Eine Wandmontage mit einem stabilen Wandhalter ist ebenfalls möglich. Diese Wandhalter gibt es mit verschiedenen Auslagen von 25 bis 60 cm. Die Auslage sollte einerseits möglichst klein sein, damit die Hebelwirkung an der Einspannstelle gering ist, andererseits aber groß genug, um die Antenne auf den gewünschten Satellit ausrichten zu können, ohne daß sie an die Hauswand anstößt.
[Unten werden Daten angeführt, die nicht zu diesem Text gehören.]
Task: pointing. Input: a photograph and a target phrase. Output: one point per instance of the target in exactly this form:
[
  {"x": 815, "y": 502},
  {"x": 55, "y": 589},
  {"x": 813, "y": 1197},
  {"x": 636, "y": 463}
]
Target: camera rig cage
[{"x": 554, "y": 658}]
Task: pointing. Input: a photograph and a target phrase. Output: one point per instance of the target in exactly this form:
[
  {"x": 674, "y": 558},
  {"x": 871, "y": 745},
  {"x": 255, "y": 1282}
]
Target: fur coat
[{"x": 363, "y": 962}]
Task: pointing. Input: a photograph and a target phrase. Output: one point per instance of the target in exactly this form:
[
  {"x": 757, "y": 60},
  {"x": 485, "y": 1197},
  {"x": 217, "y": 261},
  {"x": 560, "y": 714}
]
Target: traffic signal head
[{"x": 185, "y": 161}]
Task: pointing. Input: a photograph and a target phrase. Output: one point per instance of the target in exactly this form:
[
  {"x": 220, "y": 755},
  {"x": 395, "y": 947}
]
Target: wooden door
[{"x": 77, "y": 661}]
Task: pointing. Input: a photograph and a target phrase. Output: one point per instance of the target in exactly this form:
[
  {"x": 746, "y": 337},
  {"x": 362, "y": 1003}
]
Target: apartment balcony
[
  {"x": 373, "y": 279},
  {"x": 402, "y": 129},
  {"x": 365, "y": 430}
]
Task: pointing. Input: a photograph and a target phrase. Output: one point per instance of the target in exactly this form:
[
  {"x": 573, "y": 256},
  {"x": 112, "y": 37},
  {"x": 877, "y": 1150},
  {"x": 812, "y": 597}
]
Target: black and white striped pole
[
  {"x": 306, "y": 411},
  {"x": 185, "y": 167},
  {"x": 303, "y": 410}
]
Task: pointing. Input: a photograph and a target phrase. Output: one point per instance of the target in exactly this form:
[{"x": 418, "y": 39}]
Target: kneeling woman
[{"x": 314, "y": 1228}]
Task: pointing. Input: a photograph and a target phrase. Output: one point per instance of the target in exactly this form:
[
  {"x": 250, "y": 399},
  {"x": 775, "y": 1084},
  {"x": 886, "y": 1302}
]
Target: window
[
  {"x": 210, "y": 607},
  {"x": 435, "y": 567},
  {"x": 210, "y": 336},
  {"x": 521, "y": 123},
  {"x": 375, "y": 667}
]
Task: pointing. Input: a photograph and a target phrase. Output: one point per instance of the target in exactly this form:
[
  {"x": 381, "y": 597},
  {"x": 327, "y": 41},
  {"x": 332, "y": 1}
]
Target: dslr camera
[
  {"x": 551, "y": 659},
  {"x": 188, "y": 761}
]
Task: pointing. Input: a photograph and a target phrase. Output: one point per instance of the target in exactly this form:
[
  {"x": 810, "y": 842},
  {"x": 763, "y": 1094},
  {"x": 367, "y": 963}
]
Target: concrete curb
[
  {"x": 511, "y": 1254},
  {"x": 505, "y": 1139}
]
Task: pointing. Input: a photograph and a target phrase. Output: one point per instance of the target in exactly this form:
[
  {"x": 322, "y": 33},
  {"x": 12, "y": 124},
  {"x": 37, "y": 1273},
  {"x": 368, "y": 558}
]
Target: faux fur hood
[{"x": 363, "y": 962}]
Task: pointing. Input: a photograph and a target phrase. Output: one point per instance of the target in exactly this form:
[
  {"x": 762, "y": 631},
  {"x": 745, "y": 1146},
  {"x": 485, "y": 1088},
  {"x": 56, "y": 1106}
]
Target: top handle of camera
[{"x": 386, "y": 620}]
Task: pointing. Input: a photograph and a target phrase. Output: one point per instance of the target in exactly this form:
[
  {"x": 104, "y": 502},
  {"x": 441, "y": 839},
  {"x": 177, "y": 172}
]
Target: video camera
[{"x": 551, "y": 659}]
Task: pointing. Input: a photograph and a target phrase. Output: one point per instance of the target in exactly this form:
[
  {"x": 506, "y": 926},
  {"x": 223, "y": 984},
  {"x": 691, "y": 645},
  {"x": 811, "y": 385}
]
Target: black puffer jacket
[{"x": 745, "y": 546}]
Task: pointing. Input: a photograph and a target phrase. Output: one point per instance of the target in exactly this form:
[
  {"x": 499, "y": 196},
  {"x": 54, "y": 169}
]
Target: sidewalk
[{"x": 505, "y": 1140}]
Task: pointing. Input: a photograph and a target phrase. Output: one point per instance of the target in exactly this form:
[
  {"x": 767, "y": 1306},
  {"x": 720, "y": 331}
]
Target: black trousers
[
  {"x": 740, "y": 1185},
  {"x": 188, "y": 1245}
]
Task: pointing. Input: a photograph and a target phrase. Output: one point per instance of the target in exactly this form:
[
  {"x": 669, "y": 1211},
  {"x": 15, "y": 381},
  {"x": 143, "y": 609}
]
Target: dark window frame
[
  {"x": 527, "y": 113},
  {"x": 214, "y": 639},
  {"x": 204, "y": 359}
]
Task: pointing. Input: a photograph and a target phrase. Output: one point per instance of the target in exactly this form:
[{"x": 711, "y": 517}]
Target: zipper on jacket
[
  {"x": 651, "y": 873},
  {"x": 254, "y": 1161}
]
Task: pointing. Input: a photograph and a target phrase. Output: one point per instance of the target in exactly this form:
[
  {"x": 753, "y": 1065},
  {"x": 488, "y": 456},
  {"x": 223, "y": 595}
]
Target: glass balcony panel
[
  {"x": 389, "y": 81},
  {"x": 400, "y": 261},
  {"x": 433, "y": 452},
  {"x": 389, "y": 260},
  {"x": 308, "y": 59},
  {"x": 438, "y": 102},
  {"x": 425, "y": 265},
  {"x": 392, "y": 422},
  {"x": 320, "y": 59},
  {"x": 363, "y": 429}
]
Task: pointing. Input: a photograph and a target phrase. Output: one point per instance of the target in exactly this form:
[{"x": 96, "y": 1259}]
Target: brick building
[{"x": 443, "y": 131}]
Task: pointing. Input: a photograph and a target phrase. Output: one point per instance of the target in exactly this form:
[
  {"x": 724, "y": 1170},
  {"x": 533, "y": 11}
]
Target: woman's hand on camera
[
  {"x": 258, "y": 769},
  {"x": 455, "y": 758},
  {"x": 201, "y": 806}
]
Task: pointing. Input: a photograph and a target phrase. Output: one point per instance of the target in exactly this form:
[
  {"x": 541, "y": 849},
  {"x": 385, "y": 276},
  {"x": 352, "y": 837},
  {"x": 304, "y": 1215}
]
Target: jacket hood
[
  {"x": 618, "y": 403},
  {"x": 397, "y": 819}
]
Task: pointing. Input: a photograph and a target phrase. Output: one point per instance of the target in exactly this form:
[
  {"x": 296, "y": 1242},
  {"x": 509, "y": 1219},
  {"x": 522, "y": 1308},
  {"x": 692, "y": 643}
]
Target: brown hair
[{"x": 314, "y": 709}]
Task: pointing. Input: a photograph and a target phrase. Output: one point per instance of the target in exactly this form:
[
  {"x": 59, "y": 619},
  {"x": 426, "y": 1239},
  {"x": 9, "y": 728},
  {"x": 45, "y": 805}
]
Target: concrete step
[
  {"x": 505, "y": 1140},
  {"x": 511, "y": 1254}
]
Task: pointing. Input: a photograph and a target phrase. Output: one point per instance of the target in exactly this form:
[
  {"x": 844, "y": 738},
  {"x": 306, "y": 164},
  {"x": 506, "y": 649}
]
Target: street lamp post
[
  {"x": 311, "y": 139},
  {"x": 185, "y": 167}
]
Ein kleiner Tip noch zum Schluß: verlege bitte Leerrohre vom Multischalter zu den Antennensteckdosen. Auf diese Weise ist gewährleitet, daß mal ein Kabel bei Bedarf gewechselt oder neu gezogen werden kann. Ein zuviel verlegtes Leerrohr ist weit weniger ärgerlich, als eins, was man später mal braucht, aber nicht hat. Bitte dabei auch berücksichtigen, daß die meisten Twin-Receiver mittels USB und/oder Ethernet an den PC angeschlossen werden können. Das Anschlußkabel muß natürlich auch verlegt werden ...

Schreib mal zurück, ob du mit meinen Tips etwas anfangen kannst und wie es weiter geht, es interessiert mich.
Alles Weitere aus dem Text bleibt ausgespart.